El reloj marcaba 6:58 am. Pisé el acelerador del taxi. Mis manos húmedas apretaron el volante mientras el sudor empapaba mi frente. Casi me brinqué un semáforo, pero el miedo a ser azotada me hizo frenar de último momento.
Cuando llegué al hotel unos minutos más tarde, la cliente estaba dando vueltas y revueltas en la acera. Se veía preocupada, el ceño fruncido, concentrada en su teléfono celular. Tomé dos inspiraciones profundas y me forcé a sonreír para disimular mi pánico. La señora estaba lista para su excursión, con mochila y gorra. Olía a bronceador con coco.
—I missed my boat —me dijo, molesta.
Sentí un dolor intenso en el pecho. En el trópico, el sol arde desde horas tempranas.
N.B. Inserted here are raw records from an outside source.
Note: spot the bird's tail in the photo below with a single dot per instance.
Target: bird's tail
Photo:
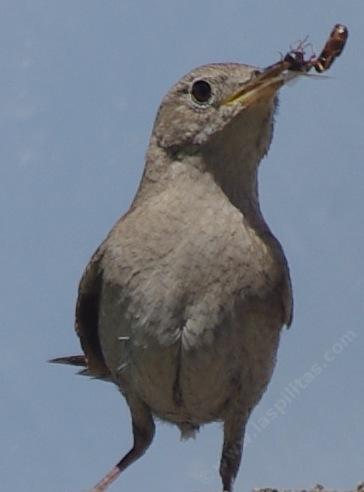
(80, 361)
(73, 360)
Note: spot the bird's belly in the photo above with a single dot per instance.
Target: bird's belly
(230, 366)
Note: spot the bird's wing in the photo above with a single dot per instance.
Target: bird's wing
(87, 316)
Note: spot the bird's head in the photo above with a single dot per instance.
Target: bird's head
(217, 100)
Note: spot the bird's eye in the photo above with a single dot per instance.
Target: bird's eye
(201, 91)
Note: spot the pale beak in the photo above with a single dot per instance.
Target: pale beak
(264, 85)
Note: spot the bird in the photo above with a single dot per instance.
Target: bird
(183, 304)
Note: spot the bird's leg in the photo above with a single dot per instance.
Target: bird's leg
(234, 428)
(143, 433)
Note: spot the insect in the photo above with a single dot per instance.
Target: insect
(295, 61)
(332, 49)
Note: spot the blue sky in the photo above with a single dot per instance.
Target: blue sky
(80, 85)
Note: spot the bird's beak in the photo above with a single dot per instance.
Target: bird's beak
(262, 86)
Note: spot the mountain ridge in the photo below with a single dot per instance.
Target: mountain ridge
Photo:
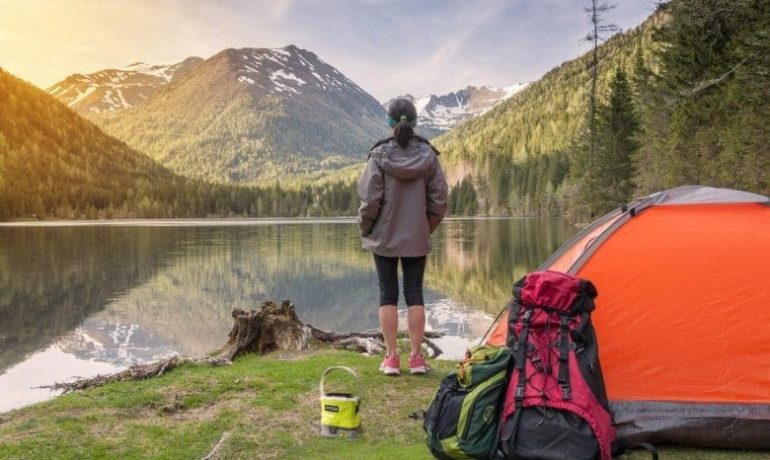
(116, 89)
(248, 115)
(438, 114)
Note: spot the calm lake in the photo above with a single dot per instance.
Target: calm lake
(82, 299)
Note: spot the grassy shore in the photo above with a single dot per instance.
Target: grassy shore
(267, 406)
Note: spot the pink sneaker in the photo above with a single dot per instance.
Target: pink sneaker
(391, 365)
(417, 365)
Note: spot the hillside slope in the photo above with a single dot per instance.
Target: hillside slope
(114, 90)
(247, 115)
(545, 116)
(438, 114)
(51, 159)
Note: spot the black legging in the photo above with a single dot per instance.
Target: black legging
(387, 274)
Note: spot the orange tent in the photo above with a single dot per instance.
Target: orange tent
(682, 316)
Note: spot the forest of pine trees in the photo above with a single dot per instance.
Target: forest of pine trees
(683, 99)
(55, 164)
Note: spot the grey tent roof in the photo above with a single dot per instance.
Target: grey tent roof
(700, 194)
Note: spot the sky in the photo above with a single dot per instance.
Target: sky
(388, 47)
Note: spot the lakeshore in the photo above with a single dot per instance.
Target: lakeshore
(264, 407)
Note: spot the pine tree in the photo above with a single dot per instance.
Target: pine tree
(617, 126)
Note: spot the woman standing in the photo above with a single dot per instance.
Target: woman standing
(403, 199)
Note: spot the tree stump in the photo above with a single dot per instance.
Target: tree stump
(269, 328)
(272, 327)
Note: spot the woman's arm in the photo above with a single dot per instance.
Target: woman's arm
(436, 193)
(370, 188)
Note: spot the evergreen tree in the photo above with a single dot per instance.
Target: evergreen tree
(617, 126)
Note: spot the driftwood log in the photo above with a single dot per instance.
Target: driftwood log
(271, 327)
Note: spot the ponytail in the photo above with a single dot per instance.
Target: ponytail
(402, 117)
(403, 132)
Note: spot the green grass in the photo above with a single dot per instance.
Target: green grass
(268, 404)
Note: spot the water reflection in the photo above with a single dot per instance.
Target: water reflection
(117, 295)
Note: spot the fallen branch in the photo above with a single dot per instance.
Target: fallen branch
(269, 328)
(135, 372)
(215, 451)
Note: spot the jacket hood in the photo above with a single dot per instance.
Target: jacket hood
(416, 160)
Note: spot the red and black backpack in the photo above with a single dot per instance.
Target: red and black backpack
(556, 403)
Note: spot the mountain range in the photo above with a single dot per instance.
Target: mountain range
(438, 114)
(114, 90)
(242, 116)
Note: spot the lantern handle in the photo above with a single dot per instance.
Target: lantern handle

Además, mi cuerpo estaba tieso después de transportar gente toda la noche entre aeropuertos y hospedajes.
Llamé a mi hermano que trabaja en turismo, y ofrecí a la señora llevarla a otro muelle que aún tenía salidas para una isla popular en el mar de Java. Llegamos justo a tiempo. No cobré el viaje, pagué por su boleto, ida y vuelta, pedí disculpas mil veces y me despedí con una reverencia tradicional, ojos dirigidos al asfalto. La cliente quedó asombrada.
Ahora estoy rezando para que no me denuncie a las autoridades. Por algo tan benigno como un atraso, el juez podría castigarme con golpes de vara en la espalda. A mis 67 años estoy demasiado cansada.